Here you can run the code:http://jsfiddle.net/hacjk7yr/

Although I do not know JavaScript (but do know multiple other languages), I see two errors in your code.

1. In lines 12 and 13 in your linked code, you swapped Angle1 and Angle2. Strangely, you have it correct in your question above. You should have

   angle1 = 137.76476741527148

   angle2 = 40.725761857792335

angle1 must be the given angle at point p1, and angle2 for p2, where p1 is the "base point" and p2 is the other given point.

2. In line 19 in your code, where you calculate d, the length of the side opposite point p2, the angle in the numerator should be angle2, but you have angle1.

There are other points to be careful of. Make sure the atan2 function in JavaScript takes the $y$-coordinate before the $x$-coordinate. I believe it does, but some languages have $x$ before $y$.

With those changes, and me emulating the code both in Geogebra and in my graphing calculator, the correct answer appears. Make those changes and see if the problem is resolved for you.

I should probably point out that there are two triangles that satisfy your conditions.

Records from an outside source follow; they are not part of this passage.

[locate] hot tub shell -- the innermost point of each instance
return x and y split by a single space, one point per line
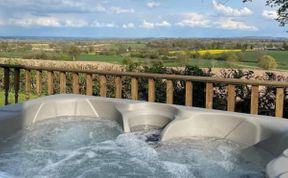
268 133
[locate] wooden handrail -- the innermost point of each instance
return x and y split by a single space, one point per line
156 76
169 78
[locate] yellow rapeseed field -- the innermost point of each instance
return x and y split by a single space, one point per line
209 51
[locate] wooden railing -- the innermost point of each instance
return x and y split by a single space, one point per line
189 80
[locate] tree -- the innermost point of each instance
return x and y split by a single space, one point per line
267 62
285 46
232 59
182 59
282 10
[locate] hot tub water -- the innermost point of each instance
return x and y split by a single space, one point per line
67 147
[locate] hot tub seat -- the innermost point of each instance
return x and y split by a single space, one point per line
268 133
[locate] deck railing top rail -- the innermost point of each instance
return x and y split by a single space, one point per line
156 76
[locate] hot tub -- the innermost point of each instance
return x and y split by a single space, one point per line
173 122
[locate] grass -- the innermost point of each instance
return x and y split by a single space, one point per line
250 61
21 97
102 58
250 58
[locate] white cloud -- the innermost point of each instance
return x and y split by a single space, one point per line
129 25
229 11
150 25
269 14
75 23
163 24
98 24
153 4
39 21
194 20
119 10
147 25
230 24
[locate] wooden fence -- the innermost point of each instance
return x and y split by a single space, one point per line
189 80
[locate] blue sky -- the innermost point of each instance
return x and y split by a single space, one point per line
138 18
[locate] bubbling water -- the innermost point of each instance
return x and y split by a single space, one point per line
83 147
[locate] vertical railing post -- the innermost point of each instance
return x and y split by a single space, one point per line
231 98
134 88
209 95
75 83
50 83
254 99
103 87
39 82
151 90
118 87
279 102
188 93
62 82
89 84
169 92
16 83
6 84
27 84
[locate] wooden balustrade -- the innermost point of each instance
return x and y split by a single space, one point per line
89 84
118 87
39 82
231 98
134 88
103 87
169 92
254 99
119 76
6 84
62 82
50 83
75 83
151 90
188 93
27 84
16 83
209 95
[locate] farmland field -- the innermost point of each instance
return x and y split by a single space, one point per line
103 58
11 97
249 60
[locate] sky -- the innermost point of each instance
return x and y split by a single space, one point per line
138 18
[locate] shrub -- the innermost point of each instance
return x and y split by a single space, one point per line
231 59
182 59
267 62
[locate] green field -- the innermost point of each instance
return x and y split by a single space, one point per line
249 60
102 58
12 96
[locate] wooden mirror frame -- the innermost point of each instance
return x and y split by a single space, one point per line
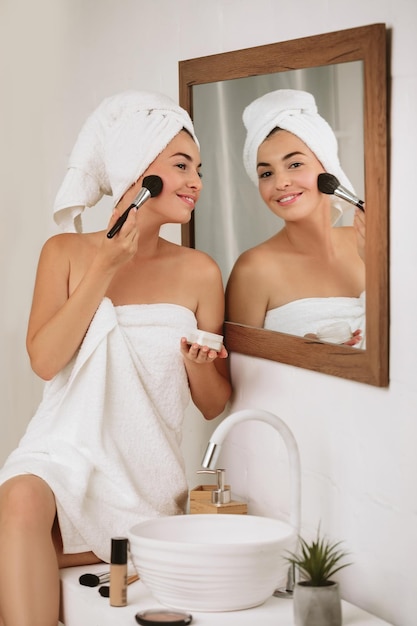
366 44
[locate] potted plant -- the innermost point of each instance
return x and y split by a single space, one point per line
316 595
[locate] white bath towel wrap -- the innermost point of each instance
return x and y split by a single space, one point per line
309 315
107 434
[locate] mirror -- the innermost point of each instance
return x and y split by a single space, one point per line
363 48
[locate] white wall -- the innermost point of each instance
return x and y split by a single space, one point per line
58 59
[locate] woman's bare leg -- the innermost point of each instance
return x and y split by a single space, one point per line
29 582
30 555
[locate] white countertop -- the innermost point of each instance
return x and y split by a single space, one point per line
84 606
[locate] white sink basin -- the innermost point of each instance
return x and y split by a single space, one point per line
212 562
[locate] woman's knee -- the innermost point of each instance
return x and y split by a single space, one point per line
27 501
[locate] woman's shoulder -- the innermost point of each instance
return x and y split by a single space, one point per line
197 258
62 242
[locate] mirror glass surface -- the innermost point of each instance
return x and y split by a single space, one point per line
230 216
346 72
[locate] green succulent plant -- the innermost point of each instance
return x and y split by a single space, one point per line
318 560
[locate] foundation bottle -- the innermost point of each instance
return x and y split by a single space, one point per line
118 571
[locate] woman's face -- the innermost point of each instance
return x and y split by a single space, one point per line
178 165
287 172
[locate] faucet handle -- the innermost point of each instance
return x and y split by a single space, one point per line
222 494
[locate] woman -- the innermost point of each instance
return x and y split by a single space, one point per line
309 274
108 331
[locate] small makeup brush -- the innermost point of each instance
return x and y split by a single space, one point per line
151 187
328 183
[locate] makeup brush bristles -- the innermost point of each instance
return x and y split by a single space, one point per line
153 184
327 183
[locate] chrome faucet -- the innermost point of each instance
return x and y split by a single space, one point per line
213 450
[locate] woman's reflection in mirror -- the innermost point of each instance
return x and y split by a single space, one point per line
309 278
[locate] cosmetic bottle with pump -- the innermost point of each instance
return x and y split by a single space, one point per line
215 498
118 571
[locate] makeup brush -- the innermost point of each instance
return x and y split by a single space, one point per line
151 187
328 183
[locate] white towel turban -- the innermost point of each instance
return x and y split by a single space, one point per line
117 143
296 112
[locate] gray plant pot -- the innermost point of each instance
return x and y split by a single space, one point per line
317 606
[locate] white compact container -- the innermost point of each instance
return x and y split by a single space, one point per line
203 338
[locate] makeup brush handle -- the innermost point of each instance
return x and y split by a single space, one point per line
117 226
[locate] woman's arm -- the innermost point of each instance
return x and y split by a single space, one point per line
207 370
246 299
359 226
61 312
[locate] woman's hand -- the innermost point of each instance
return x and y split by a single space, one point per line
201 354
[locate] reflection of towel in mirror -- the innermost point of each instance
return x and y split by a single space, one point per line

The algorithm I gave you and the code you wrote find the one where the three vertices, in the order First-Second-Unknown are in counter-clockwise order as seen from above the Cartesian plane. To get the other triangle, in clockwise order, you can either (a) call the same code again, switching the two points, or (b) in the line where you add the angle at the base point (angle1 in your code) instead subtract that angle.

Also note that your code has no error-checking and has some other weak coding practices. It should still work if the data is good, however.